Stephen Nelson, a 52-year-old self-employed environmental consultant who runs the Mariners Wheelhouse site (www.noslenblog.blogspot.com), posits the problem of the Oakland-Seattle rivalry in terms the business-minded Mariners might appreciate: “Suppose this were the real world, and a business one day discovered that one of its competitors had figured out how to provide an equivalent product or service for half the cost. That business would turn itself inside out remaking itself to meet the competitive threat. Company culture would never stand in the way of change, because it would be a survival issue. Baseball clubs, though, are monopolies in their operating areas. The various teams compete on the field, but not financially. The fact that the A’s are outperforming the Mariners on one-half the cost does not cause revenues to flow from the Mariners to the A’s. So the competition function that would ordinarily cause organizations to adapt is not present.”

And forced adaptation to the new school of baseball thinking, or, at least, integrating it into an old-school foundation, Zumsteg believes, is the Mariners’ only chance. Despite his fervent fandom—”Nobody loves the game more than those who want to understand it,” he says—Zumsteg thinks it would “almost” be bad for Seattle if the team were to win the pennant with the club’s current composition, under current operating culture. “I have to admit that I’m often torn,” Zumsteg says, “in that I love the Mariners and cheer for them as much as anybody, but I get so frustrated at times with what they do and why they do it that I want them to fail, and fail badly, so that they finally realize that there’s a better way.” If they continue to be moderately successful, he predicts that “in three years, they’ll be playing .400 ball, will be losing money, and won’t know what hit them: ‘We have such a great bunch of veteran guys!
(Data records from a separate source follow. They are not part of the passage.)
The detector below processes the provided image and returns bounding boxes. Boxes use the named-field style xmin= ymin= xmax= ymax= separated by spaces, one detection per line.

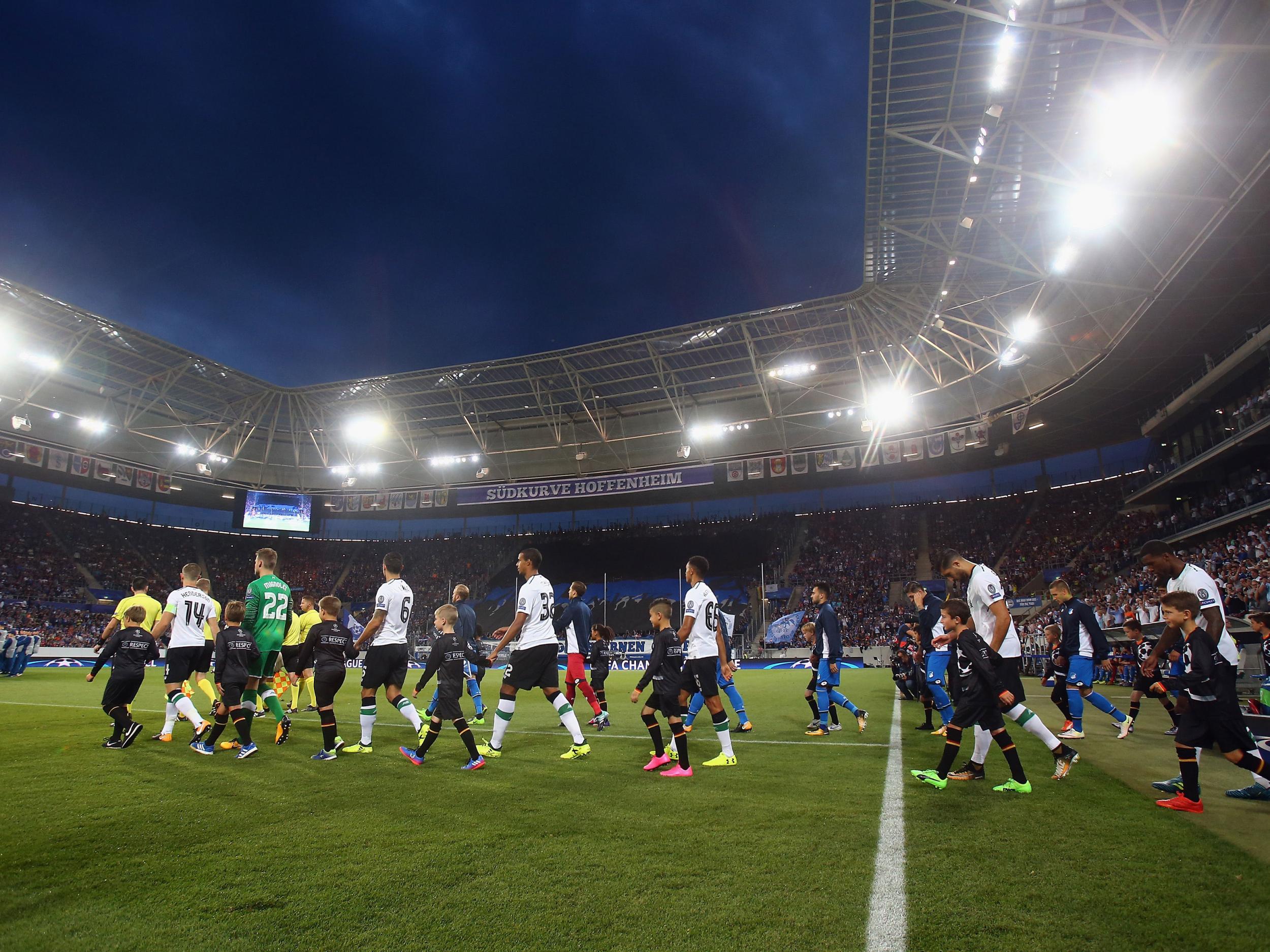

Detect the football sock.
xmin=261 ymin=688 xmax=287 ymax=721
xmin=1011 ymin=705 xmax=1067 ymax=763
xmin=995 ymin=731 xmax=1028 ymax=783
xmin=683 ymin=692 xmax=706 ymax=728
xmin=644 ymin=715 xmax=665 ymax=757
xmin=106 ymin=705 xmax=131 ymax=740
xmin=318 ymin=707 xmax=339 ymax=750
xmin=970 ymin=725 xmax=992 ymax=767
xmin=710 ymin=711 xmax=736 ymax=757
xmin=198 ymin=678 xmax=216 ymax=705
xmin=393 ymin=695 xmax=423 ymax=734
xmin=207 ymin=711 xmax=230 ymax=744
xmin=569 ymin=679 xmax=599 ymax=717
xmin=230 ymin=707 xmax=251 ymax=746
xmin=1178 ymin=748 xmax=1199 ymax=800
xmin=169 ymin=691 xmax=203 ymax=728
xmin=1085 ymin=691 xmax=1124 ymax=724
xmin=489 ymin=697 xmax=516 ymax=748
xmin=935 ymin=724 xmax=962 ymax=781
xmin=416 ymin=717 xmax=441 ymax=757
xmin=671 ymin=721 xmax=692 ymax=771
xmin=455 ymin=717 xmax=480 ymax=761
xmin=551 ymin=691 xmax=587 ymax=744
xmin=1067 ymin=688 xmax=1085 ymax=731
How could this happen?'” What won’t happen, the bloggers believe, is the dawning of enlightenment— at least not as long as Lincoln is running the show. Because the Howard Lincoln painted in Out of Left Field knows everything he needs to know already about how to successfully run a business—Hello! Nintendo!—so why does he need new knowledge? And that, the bloggers believe, will continue to be the Mariner stumbling block. As no less than Bill James put it last year to Slate: “There will always be people who are ahead of the curve and people who are behind the curve. But it is knowledge that moves the curve.”